Portare la lettera (o la missiva) di Bellerofonte
Qualche lettore avrà sperimentato sulla propria pelle — con molta probabilità — il modo di dire sopra citato. L'espressione si riferisce, infatti, a colui che è latore di una missiva contenente notizie spiacevoli per sé stesso. La locuzione è tratta dalla mitologia greca.
L'eroe corinzio Bellerofonte, durante il dorato esilio a Tirinto presso il re Preto, respinse con decisione le profferte d'amore della consorte del re. La regina, offesa e infuriata, lo accusò, allora, di avere tentato, con ogni mezzo, di sedurla. Il re, per tanto, meditò di vendicarsi dell'affronto inviando il giovanotto presso il suocero Iobate con l'importante incarico di recargli un messaggio.

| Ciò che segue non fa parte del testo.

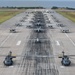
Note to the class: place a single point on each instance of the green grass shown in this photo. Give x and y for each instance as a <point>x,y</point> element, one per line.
<point>5,15</point>
<point>68,14</point>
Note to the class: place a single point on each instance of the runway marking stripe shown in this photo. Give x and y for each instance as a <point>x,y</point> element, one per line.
<point>18,43</point>
<point>58,43</point>
<point>70,39</point>
<point>5,40</point>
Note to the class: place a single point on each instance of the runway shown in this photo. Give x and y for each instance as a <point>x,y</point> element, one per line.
<point>35,58</point>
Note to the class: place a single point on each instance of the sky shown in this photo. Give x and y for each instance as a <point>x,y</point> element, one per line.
<point>44,3</point>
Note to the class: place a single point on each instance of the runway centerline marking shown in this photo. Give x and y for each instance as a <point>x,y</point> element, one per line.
<point>58,43</point>
<point>18,43</point>
<point>70,39</point>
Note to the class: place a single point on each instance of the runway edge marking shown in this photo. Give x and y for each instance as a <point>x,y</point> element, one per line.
<point>18,43</point>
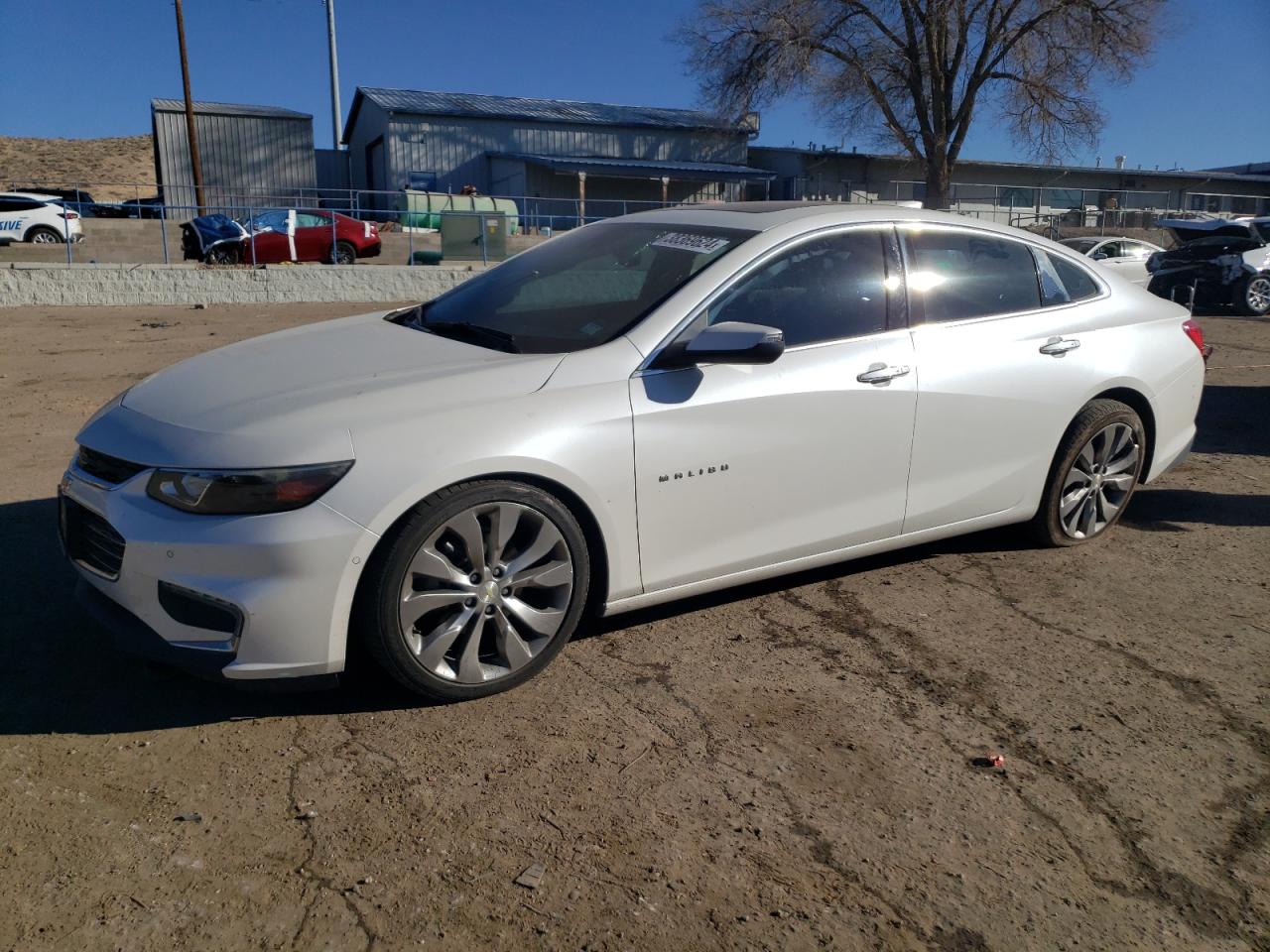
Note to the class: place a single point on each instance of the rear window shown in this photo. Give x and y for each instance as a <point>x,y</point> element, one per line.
<point>957,275</point>
<point>1064,282</point>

La lettera, sigillata — ovviamente — conteneva la richiesta di condannare a morte chi l'avesse recapitata. Iobate, però, prima di esaudire il volere del genero, volle sottoporre Bellerofonte a prove difficilissime; prove che il giovane superò brillantemente. Il sovrano, incredulo e pieno d'ammirazione per quell'eroe, invece di metterlo a morte, come avrebbe desiderato il genero re Preto, lo colmò di doni e gli dette in sposa la sua secondogenita.
Linguisti e giornalisti
Abbiamo l'impressione che nell'immaginario collettivo (anche se non si deve mai generalizzare) si faccia una gran confusione tra giornalisti, scrittori e... linguisti. Si accredita la tesi secondo la quale un giornalista così detto di grido, un giornalista dal nome prestigioso, sia anche un ottimo linguista.
Questa tesi, a nostro modo di vedere, è falsa e, quindi, da respingere recisamente. Un ottimo giornalista è colui che sa scegliere le notizie e, una volta assimilate, le commenta per il grande pubblico con parole semplici, come farebbe un insegnante di fronte ai suoi allievi. Il giornalista — in un certo senso — è l'educatore della pubblica opinione.
I giornalisti dal nome prestigioso (ma chi stabilisce il prestigio?) che non rispettano le norme grammaticali per puro snobismo non possono essere definiti linguisti nel senso letterale del termine, e sono colpevoli di lesa lingua quanto, se non di più, i giornalisti che non applicano le regole perché non le conoscono.
Il giornalista-linguista si preoccupa, nello scrivere, di non incorrere in inesattezze che potrebbero turbare l'equilibrio linguistico-grammaticale dei lettori, soprattutto dei lettori-studenti, mettendo così in discussione quanto alcuni docenti (quelli con la D maiuscola, se ce ne sono ancora, visto lo sfacelo in cui versa la scuola italiana) si sforzano d'insegnare ai loro discenti, a dispetto dei giornalisti che fanno la lingua.
Sbandare: quale ausiliare?
Tutti i vocabolari che abbiamo consultato (cartacei e in Rete) sono concordi nel segnalare il verbo "avere" quale ausiliare del verbo "sbandare": l'automobile ha sbandato ed è finita contro un muro.
E hanno perfettamente ragione perché "sbandare", come tutti i verbi intransitivi che indicano un moto fine a sé stesso, nei tempi composti prende l'ausiliare avere.
Solo il Treccani ammette anche l'ausiliare "essere". Una rapida ricerca con Googlelibri (l'auto ha/è sbandato/a) ha dato 32 occorrenze con l'ausiliare avere e 8 con l'ausiliare essere.